As liquidity returned and confidence improved, many of the same stocks recovered strongly within the next 12–18 months.
Investor Psychology & Market Cycles

These visuals clearly show how emotions like fear and greed influence buying and selling decisions.
Retail Participation and Sentiment After 2020
Post-2020, India saw a surge in retail participation. Millions of new demat accounts were opened, and retail investors became a major force in driving momentum-based rallies.
Sectors like defence, railways, and renewables experienced sharp price increases, sometimes running ahead of earnings growth. This does not mean fundamentals were ignored, but rather that optimism and narratives boosted demand faster than profits grew.
Such phases highlight how sentiment can temporarily dominate fundamentals.
Interest Rates, Inflation, and Market Mood (2022 Correction)
In 2022, rising inflation and aggressive global interest rate hikes impacted Indian equities. Higher rates reduced risk appetite and changed how investors valued future earnings.
Even companies with stable revenues and strong balance sheets saw corrections. The decline reflected a shift in sentiment and required returns, not an immediate deterioration in business quality.
The Long Term: Where Fundamentals Reassert Control
While sentiment and flows dominate short-term price movements, Indian markets have consistently shown that fundamentals matter over time.

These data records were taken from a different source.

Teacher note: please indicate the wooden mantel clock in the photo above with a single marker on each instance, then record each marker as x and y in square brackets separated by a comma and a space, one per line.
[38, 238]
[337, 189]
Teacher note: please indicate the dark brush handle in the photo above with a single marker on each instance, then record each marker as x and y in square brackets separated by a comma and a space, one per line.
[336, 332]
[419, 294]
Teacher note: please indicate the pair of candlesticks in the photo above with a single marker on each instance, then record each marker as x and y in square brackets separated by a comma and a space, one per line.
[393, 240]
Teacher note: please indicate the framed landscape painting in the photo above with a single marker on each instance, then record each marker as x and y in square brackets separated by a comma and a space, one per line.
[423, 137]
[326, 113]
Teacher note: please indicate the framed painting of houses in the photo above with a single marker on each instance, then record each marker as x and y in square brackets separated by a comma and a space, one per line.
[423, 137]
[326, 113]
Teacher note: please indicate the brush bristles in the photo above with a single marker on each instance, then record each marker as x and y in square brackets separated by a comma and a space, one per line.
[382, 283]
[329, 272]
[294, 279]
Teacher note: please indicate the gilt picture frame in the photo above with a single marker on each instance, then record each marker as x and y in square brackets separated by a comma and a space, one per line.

Companies that grow earnings sustainably, maintain healthy balance sheets, and allocate capital efficiently tend to recover from downturns and compound value in the long run. Short-term volatility reflects emotion; long-term trends reflect business performance.
Market Psychology vs Long-Term Trend

Conclusion
Indian stock prices are not driven by financial statements alone. They are shaped by supply limitations, changing demand, and investor sentiment all influenced by expectations about an uncertain future.
Understanding these forces helps investors interpret market movements more clearly, avoid emotional reactions, and develop a more realistic view of how prices actually move.
When you see the stock market as a human marketplace rather than a purely mathematical system, its behaviour begins to make far more sense.